Pride Month is the perfect time to remember that from the Stonewall Riots to the Pulse club shooting, the existence of the LGBT+ community has been radical. The community lives beneath a microscope, grows in courtrooms and on lawmaker’s desks, walks and talks and eats under the eyes of the entire global population. Straight people can come home at the end of the day, shut their curtains, turn off their TVs, go to bed. They can enjoy the small things they take for granted: holding their partner’s hand in the middle of a crowed mall, their parent’s presence on their wedding day, safety and ease and security.
I’ve heard the gay community called flamboyant before, as though they don’t have a right to be grand and over-the-top when they’re already a radial statement just because they exist. They’re already constantly analyzed: their clothing, their hair, whether they ‘pass,’ whether their sexuality is fluid. To hold your partner’s hand in public is such a small, throwaway gesture; when a man and a woman hold hands it symbolizes a relationship, yet when two women hold hands the gesture is bigger than they are. Their linked hands stand for pride and courage in the face of adversity; they stand for all the girls who don’t feel safe enough to hold hands. They stand for a political statement that that couple did not intend to make. What a relief it would be if just this once, their linked hands could be a symbol of their relationship and nothing more.
There’s pride in showing pride. There’s pride in fighting for your love, fighting for your identity, fighting for the right to be viewed as legitimate and valid instead of something obscene or dirty. There’s pride in linking hands with your significant other and throwing your hands into the air together as an act of rebellion against a society that wants you to “keep it in your bedroom.” Yet this same society has yet to acknowledge that it has crept into your bedroom and sullied it, made it unsafe.
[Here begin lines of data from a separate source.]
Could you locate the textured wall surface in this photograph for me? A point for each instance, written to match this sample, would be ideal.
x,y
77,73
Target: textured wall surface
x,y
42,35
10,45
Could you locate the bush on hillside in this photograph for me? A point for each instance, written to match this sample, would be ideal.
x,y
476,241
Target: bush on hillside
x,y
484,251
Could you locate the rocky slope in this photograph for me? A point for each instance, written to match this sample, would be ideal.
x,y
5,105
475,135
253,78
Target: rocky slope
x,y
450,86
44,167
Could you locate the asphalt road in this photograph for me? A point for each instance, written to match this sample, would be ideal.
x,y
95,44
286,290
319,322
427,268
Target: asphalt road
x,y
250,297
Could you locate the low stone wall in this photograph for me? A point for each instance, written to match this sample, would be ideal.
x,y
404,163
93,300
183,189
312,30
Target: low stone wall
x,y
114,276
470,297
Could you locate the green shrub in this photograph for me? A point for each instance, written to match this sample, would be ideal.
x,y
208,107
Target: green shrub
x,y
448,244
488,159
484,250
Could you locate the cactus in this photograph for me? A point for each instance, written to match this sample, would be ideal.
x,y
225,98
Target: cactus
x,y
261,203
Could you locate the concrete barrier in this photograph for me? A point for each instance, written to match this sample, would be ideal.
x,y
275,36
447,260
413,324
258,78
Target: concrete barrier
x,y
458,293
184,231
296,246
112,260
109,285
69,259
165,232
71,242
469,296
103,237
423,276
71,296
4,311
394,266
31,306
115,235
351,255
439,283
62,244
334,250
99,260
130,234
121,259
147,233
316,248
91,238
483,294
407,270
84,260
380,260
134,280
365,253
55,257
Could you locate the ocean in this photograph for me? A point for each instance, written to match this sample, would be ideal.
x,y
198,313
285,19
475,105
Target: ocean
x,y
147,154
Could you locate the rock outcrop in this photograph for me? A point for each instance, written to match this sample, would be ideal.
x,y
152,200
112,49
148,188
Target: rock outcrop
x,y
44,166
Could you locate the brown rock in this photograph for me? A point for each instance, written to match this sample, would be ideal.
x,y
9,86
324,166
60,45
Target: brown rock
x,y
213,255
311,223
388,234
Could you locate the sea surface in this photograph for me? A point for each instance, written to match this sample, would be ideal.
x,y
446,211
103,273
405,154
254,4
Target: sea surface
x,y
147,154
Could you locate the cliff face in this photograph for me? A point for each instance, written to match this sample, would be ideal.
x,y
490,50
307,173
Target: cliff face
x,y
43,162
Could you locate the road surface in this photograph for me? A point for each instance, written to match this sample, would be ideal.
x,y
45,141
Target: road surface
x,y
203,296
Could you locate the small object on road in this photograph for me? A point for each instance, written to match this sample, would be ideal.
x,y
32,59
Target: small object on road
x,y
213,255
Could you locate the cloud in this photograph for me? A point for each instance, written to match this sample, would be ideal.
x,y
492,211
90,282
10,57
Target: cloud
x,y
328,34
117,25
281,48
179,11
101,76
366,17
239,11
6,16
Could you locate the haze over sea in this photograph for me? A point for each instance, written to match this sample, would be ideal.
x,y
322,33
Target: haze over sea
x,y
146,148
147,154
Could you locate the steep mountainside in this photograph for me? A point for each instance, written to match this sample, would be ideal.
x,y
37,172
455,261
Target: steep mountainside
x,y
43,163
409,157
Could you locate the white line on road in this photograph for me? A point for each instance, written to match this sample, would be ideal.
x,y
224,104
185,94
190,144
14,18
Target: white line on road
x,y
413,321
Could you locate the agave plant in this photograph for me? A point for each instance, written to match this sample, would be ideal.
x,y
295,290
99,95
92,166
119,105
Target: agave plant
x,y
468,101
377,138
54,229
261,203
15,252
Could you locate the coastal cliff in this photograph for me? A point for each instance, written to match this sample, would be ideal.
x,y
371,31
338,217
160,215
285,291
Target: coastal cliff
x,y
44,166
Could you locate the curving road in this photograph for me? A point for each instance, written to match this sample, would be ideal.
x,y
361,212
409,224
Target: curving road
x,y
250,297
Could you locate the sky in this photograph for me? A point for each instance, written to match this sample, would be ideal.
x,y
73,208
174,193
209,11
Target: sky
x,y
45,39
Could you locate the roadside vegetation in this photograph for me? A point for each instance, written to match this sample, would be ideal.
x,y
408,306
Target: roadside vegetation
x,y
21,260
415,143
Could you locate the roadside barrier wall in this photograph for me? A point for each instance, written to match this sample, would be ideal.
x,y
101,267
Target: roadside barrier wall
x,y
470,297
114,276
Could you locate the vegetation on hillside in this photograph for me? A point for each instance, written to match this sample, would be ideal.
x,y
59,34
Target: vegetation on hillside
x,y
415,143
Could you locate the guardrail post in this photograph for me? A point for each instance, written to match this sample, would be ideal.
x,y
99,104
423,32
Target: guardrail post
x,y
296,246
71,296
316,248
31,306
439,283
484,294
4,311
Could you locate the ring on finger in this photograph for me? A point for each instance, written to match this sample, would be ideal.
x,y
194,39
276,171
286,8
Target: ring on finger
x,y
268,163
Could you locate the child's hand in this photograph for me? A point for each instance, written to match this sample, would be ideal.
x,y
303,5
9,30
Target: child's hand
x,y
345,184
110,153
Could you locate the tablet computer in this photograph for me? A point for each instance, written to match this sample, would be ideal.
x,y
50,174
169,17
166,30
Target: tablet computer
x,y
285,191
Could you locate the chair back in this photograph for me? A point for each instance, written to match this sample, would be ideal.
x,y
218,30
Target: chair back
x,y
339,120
The LGBT+ community cannot come into their bedroom after a long day and shut their curtains, turn off their TVs. They live the horrors you read about in the newspapers, they live the political debates you see on TV. Society has radicalized and politicized their existence; every step and every moment and every gesture of love they make becomes an argument. Their bedrooms are courthouses and the offices of politicians and the bathrooms they are not allowed to use and the streets on which they are murdered and raped and shot, open to the public as though they're a spectacle.